Contro la noia
di Gian Paolo Ormezzano
Uno che sa molto di sport, Luciano Barra, grande dirigente dell’atletica, grande conoscitore del mondo a cinque cerchi e ora, in pensione, scrittore interessantissimo di cose sportive on line su Sport Olimpico, ha definito la Milano-Sanremo ultima noiosissima, per come è stata presentata dalla televisione. Ovviamente si è riferito a tutte le ore offerte dalla Rai alla corsa, non al finale che è sempre e comunque di facile presa, col Poggio e la decisione sul traguardo ambitissimo.
Il problema della noia, in uno sport che fra l’altro si affida molto alla visione di un gruppo più o meno compatto, dentro al quale gruppo magari avvengono cose sensazionali, ma chi le vede?, il problema della noia dicevo esiste, se lo frequenta anche un innamorato del ciclismo quale penso di saper ancora essere. Da ricordare comunque, come doverosa premessa, che una delle teletrasmissioni che maggiormente avvinse il pubblico e meritatamente occupò a lungo i teleschermi fu quel Processo alla Tappa, ancorato al Giro, che manco aveva il sussidio spettacolare del panorama bello e scorrevole, delle riprese dall’alto anzi dall’altissimo (elicottero o aereo), e che però sul palco aveva un Sergio Zavoli…
Il ciclismo non mostra contrasti di atleti, uno contro l’altro, casomai uno sta di fianco all’altro e cerca di non scontrarlo o farsi scontrare, anzi cerca di filarsela via il più avanti o il più distante possibile. Il ciclismo non ha, come invece il calcio, allen-attori, cioè allenatori-attori che a bordo campo interpretano un copione di gesti, spostamenti, anche parole urlate tanto fasullo quanto “bevuto” dal popolo del pallone: questo mentre i calciatori che stanno in campo non sentono nulla, vedono poco, percepiscono niente.

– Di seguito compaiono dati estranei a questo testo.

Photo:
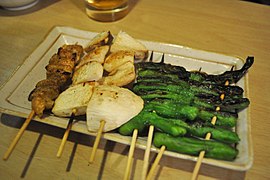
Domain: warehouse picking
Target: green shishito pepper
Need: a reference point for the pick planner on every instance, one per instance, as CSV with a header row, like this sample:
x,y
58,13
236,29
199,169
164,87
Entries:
x,y
194,146
175,127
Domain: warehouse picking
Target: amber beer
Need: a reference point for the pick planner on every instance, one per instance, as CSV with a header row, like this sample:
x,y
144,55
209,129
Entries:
x,y
106,10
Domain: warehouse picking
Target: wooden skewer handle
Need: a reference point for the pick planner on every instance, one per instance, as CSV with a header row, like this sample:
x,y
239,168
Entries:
x,y
130,154
159,156
19,135
147,152
96,143
64,139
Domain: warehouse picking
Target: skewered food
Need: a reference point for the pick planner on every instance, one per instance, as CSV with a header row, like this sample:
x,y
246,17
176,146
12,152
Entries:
x,y
182,103
124,42
112,104
194,146
59,72
101,39
98,54
91,71
73,100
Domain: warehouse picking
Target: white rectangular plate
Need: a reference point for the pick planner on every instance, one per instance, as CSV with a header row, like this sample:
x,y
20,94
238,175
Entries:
x,y
14,93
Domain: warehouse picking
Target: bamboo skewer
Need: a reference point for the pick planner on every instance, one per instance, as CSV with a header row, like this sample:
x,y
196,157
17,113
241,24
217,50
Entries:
x,y
130,154
96,143
159,156
19,135
147,152
65,136
207,137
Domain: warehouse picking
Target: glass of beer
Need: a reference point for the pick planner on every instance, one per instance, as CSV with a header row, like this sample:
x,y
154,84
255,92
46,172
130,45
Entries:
x,y
107,10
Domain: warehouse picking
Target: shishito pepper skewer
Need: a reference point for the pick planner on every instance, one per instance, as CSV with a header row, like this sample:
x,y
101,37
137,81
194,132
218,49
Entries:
x,y
207,137
130,153
133,142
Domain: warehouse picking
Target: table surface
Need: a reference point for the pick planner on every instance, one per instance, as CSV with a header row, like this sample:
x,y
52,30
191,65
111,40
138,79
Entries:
x,y
232,27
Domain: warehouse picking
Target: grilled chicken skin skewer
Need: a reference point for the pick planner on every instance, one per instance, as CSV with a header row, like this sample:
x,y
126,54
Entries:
x,y
59,73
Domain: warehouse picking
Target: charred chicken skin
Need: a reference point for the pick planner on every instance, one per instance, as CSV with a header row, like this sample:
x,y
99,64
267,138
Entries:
x,y
59,74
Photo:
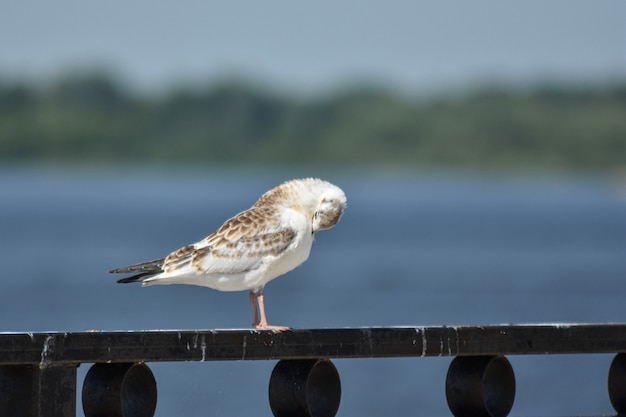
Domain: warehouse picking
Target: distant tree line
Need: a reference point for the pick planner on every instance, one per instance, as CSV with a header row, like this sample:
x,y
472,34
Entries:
x,y
92,118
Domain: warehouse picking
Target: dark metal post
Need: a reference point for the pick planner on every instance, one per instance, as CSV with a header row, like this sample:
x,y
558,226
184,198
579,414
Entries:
x,y
480,386
119,390
617,383
304,388
38,391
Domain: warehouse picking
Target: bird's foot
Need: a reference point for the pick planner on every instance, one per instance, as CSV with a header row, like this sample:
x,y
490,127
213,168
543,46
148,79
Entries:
x,y
265,326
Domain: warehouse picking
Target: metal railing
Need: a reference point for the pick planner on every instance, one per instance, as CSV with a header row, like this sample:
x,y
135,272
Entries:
x,y
38,370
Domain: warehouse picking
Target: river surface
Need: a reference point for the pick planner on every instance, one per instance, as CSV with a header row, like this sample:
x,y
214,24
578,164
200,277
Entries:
x,y
410,250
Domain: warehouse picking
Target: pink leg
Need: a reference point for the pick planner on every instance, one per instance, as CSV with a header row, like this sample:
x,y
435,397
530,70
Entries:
x,y
263,323
255,312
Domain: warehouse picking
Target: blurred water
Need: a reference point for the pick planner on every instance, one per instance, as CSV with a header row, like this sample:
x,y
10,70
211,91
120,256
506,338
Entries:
x,y
409,251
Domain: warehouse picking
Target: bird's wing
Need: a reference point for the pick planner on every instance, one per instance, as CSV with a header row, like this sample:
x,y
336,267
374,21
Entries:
x,y
242,244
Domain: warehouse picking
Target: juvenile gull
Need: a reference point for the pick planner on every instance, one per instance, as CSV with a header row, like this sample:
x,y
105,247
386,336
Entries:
x,y
257,245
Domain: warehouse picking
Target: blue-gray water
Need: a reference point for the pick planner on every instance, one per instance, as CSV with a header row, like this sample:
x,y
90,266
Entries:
x,y
409,251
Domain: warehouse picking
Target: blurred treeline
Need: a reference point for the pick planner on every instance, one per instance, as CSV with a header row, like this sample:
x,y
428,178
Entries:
x,y
93,118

Dal punto di vista dell’immagine complessiva il meglio del ciclismo, volatone da far paura a parte, è un bel panorama che comprende anche il cosiddetto gruppo multicolore. Già quando la corsa passa nei paesi e - sempre meno - nelle città, quando c’è la gente a fare da siepe fra l’asfalto della strada e il cemento degli edifici, le immagini d’insieme sono meno belle. Per finire, il replay o il ralenti nel ciclismo hanno, se riguardano lo sforzo isolato del singolo, scarso valore spettacolare e discutibile valore esplicativo.
Andiamo avanti nella disamina di cosa il ciclismo offre ai telespettatori, ma prima scriviamo che il rapporto con chi sta sulla strada a vedere è di due specie: 1) chi sta lì per affari suoi e viene quasi sorpreso, intanto che bloccato, dalla corsa che passa; 2) chi va lì apposta per veder passare la corsa e ci sta male quando la corsa è sfilata via in un lampo di tempo, cioè sempre. Le grandi montagne sono solo per le corse a tappe, per quelle in linea lo spettacolo massimo è l’orrido della Parigi-Roubaix sulle pietre killer e il terriccio infido, con una lotta balorda e spesso sfortunata contro l’accidente e l’incidente. Sulle salite rischiano di prendersi la scena i tifosi beceri o buffi, se non quelli invadenti e pericolosi che provocano cadute. L’azione del fuoriclasse e lo strazio dello staccato in crisi presentano alla fin fine movenze quasi eguali, spesso solo un esperto distingue i due momenti.
Insomma, la noia esiste eccome, e se non è noia è dispiacere assistendo a certi scempi patiti dal pover’uomo che pedala. Meglio, molto meglio che il gusto sadico di chi aspetta l’incidente in formula 1 o la tragedia in una competizione marinara, ma insomma non siamo ai vertici dello spettacolo insieme avvincente e producente buone, piacevoli sensazioni.
Il ciclismo anche televisivo è una cosa semplice e dura, destinata a occupare sempre meno spazio di interesse in questo porco mondo voglioso di sensazioni forti. E però, per non morire di estinzione, il rimedio secondo noi c’è. Il ciclismo va fra la gente come nessun altro sport, e può usare questa gente, farla parlare, svelare grazie ad essa il bello dell’arte in una chiesetta vicina, il buono di un antico cibo locale, il fascino di una natura a due passi, anche il raccontino dell’incanto semplice della vita quotidiana. Una Milano-Sanremo fatta anche di gente che, in tempi e soprattutto in posti diversi dice la sua può essere è uno straordinario spettacolo teatrale, con il copione sconosciuto ma a priori attraente (e pazienza se ne approfitta qualche pazzo parlante o gesticolante). Ci vorrebbe, ecco, uno Zavoli-bis, ma non per il processo alla tappa, bensì per il colloquio con la gente della strada, spesso trattata solo come gente di strada. Segue dibattito?